Q: What don’t people understand about the beat?

A: There are a lot of misconceptions. They think it’s a glamorous gig. It’s not. The work space in the White House is tiny. It’s old.

When the president is traveling, you’re constantly running to planes and vans. You’re on his time schedule and he gets to move around quickly. There are no moments that are routine. Things are coming at you a mile a minute and you have to always be ready. Whatever you might say about Trump, he’s very accessible. He takes a lot of our questions.

Q: What’s it like to be on Air Force One?

A: The seats are nothing fancy. What is great is the service. The food is fantastic. The first time I flew, they served a breakfast of chicken and waffles. That’s not a normal part of my diet, but I gladly took it.

One thing they warn you about is posting pictures of the food. People get the wrong idea. They think taxpayers are paying for it. That’s not true. CBS and the government come up with a price for the plane ticket and all that stuff. The second time I flew on Air Force One, it was when the president went to Mount Rushmore on the 4th of July with all the fireworks. They take you in a helicopter and drop you right on it. If you’re going to see Rushmore, that’s the best way.

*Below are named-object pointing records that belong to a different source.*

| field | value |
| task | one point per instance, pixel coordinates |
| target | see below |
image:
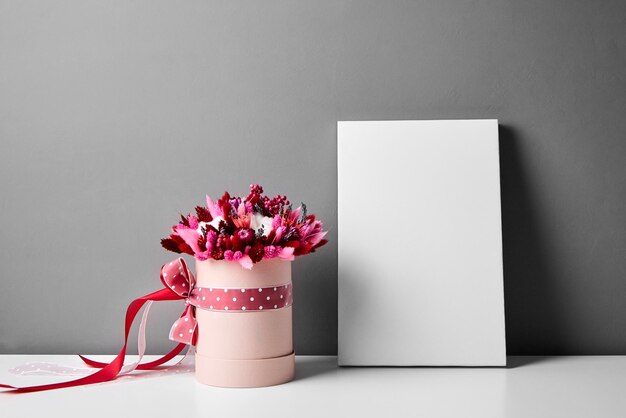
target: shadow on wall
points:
(533, 320)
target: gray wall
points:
(115, 116)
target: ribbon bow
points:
(177, 277)
(179, 283)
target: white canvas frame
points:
(420, 244)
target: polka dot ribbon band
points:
(180, 284)
(238, 299)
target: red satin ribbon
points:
(109, 371)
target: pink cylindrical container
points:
(244, 348)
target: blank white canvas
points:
(420, 244)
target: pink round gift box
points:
(252, 348)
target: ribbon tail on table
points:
(110, 371)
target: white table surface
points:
(589, 386)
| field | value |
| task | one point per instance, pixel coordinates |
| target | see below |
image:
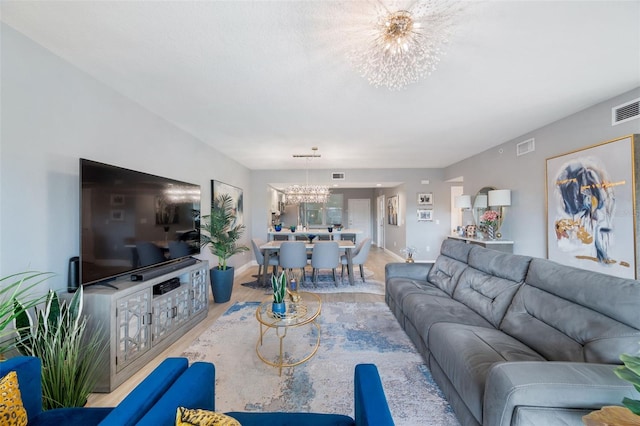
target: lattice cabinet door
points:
(169, 312)
(199, 291)
(133, 316)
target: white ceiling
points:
(261, 80)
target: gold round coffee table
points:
(298, 314)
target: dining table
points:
(272, 247)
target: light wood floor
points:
(376, 261)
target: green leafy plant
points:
(279, 285)
(58, 336)
(12, 288)
(220, 232)
(630, 372)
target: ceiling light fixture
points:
(296, 194)
(405, 46)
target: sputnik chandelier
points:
(405, 45)
(296, 194)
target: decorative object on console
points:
(490, 220)
(58, 336)
(425, 215)
(400, 47)
(499, 198)
(221, 232)
(409, 251)
(591, 210)
(425, 199)
(470, 231)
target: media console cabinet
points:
(140, 319)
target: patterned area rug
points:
(327, 285)
(351, 333)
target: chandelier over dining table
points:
(307, 193)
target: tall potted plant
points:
(221, 233)
(13, 288)
(58, 335)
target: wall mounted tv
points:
(131, 221)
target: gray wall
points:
(53, 114)
(525, 222)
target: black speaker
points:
(74, 274)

Q: What about being inside the Oval Office? What do we not see on TV?

A: When they bring the president in there, there’s about 20 of us. It gets crowded really, really quickly. We’re all behind the couch with our little mikes, jockeying for position.

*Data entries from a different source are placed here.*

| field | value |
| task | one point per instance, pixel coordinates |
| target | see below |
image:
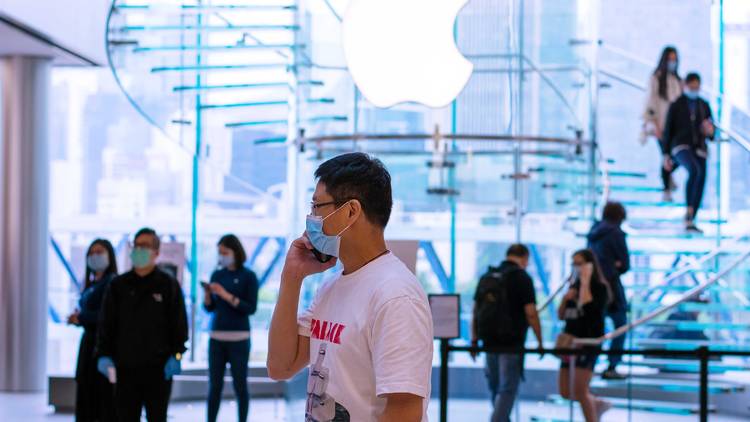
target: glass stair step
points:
(689, 366)
(214, 68)
(285, 121)
(263, 103)
(204, 8)
(243, 86)
(692, 307)
(208, 28)
(586, 172)
(646, 405)
(666, 385)
(699, 326)
(660, 204)
(223, 47)
(653, 343)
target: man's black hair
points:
(358, 176)
(231, 241)
(517, 250)
(614, 212)
(152, 232)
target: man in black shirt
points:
(142, 333)
(505, 371)
(689, 124)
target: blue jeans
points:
(236, 353)
(504, 373)
(619, 318)
(696, 167)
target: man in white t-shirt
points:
(367, 335)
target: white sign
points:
(404, 51)
(446, 312)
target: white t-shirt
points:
(370, 334)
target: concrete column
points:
(24, 236)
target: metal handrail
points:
(439, 136)
(661, 311)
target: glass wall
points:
(203, 142)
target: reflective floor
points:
(33, 408)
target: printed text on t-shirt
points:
(326, 331)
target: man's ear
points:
(355, 208)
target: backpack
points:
(494, 324)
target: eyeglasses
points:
(314, 206)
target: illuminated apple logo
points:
(404, 51)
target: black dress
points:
(586, 321)
(94, 393)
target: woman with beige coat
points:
(665, 86)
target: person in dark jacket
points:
(232, 296)
(689, 124)
(505, 371)
(94, 395)
(142, 334)
(583, 308)
(607, 240)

You may have caught this, but on the coffee table there’s this model of Air Force One redesigned so that it has red-white-and-blue colors. It looks a lot like his private plane. I think it’s in the same spot Obama used to keep a wooden bowl with apples.

The shape of the room may never change, but other things do. Trump has a lot of flags from all the military services. It’s probably more ceremonial than it has been in the past.

Q: The job also comes with a lot of criticism and personal attacks. How do you deal with that?

A: My family asks me that a lot. How do you feel when you’re called an enemy of the people? I don’t find it hard to set that all aside. I mean, I would prefer the president didn’t call us that. I think it’s dangerous. But it doesn’t influence how I do the job. It isn’t hard for me to compartmentalize. I’ve never been a partisan person, which is great. I feel like a true independent.

The yelling and name-calling doesn’t bother me as much as the false information or unwillingness to share certain information. If I do feel stressed, I go for a run. Maybe the occasional gin and tonic.

Q: What else do you do to ground yourself?

A: I don’t have a car. I walk to work. It’s about 25 minutes. It’s really a peaceful time where I can listen to a podcast and clear my head. But this is the kind of job you always have to be doing. Trump has a very different style of communication. He could say something at all hours of day. You don’t have the luxury of putting your phone away for a few hours. It doesn’t work that way.

Q: What are you most looking forward to once the election is over?

A: A break would be great. I miss California a lot. More than the election being over, I’m looking forward to when we get past the pandemic and to seeing friends and family, being around those we love. Maybe a glass of wine at a winery.